• Thursday, April 18, 2024

Kashmir's Untold Story: Declassified

Kashmir's Untold Story: Declassified
on Nov 19, 2019
Kashmir's Untold Story: Declassified
The book highlights three factors in the Kashmir imbroglio: one, the strategic significance attached by the British to Jammu and Kashmir due to its location at the heart of Central Asia, particularly the borders it shared with China and Tibet to the north and Afghanistan and Iran in the west, and its close proximity to the Russian empire, later the Soviet Union. These geopolitical factors influenced the British role in the state from its inception. Following this, the authors trace the British role in the context of the Pakistan-sponsored invasion of the state just after independence and the subsequent accession of the state to India. Finally, the writers discuss the present-day strategic importance of the state for Chinese interests, which, in their view, explains China’s role in the state and its close ties with Pakistan. In the 1930s, concerns in Delhi that the Soviet Union could take advantage of unrest in Sinkiang to absorb this region and meddle in Indian affairs across the border, led the ruler Hari Singh in March 1935 to lease the Gilgit wazaret and its vassal states, together constituting the Gilgit Agency, to the British for 60 years (mentioned as 75 years on p 31). The authors point out that, of the eight known passes between Central Asia and the Indian sub-continent, six are within a week’s march from Gilgit.

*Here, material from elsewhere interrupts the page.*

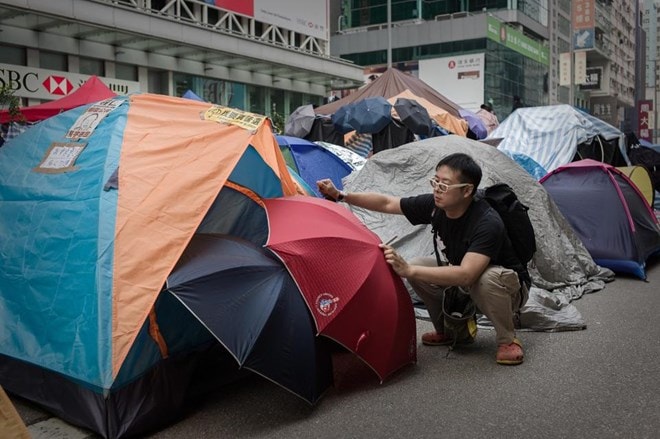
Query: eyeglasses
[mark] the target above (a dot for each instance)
(443, 187)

This strategically important territory became part of British India and was headed by a Political Agent. The authors then discuss at length the efforts made by British officers on the ground to ensure that after Partition, the agency acceded to Pakistan. Despite the agency having been formally returned to the ruler four months earlier, once the ruler acceded to India in October 1947, the Gilgit Agency was successfully transferred to Pakistan in November. This was achieved through an active role being played by British officers who, in a military action coordinated with senior British and Pakistani officers, evicted the ruler’s representative and handed over this territory to a Pakistani Political Agent. The book then provides a detailed account not just of the Pakistani but also of the British role in facilitating the invasion of Jammu and Kashmir from mid-October 1947, known as “Operation Gulmarg”. This is based on a wide variety of sources, offering both hard information as also the piecing together of different events to present a convincing portrait of British perfidy.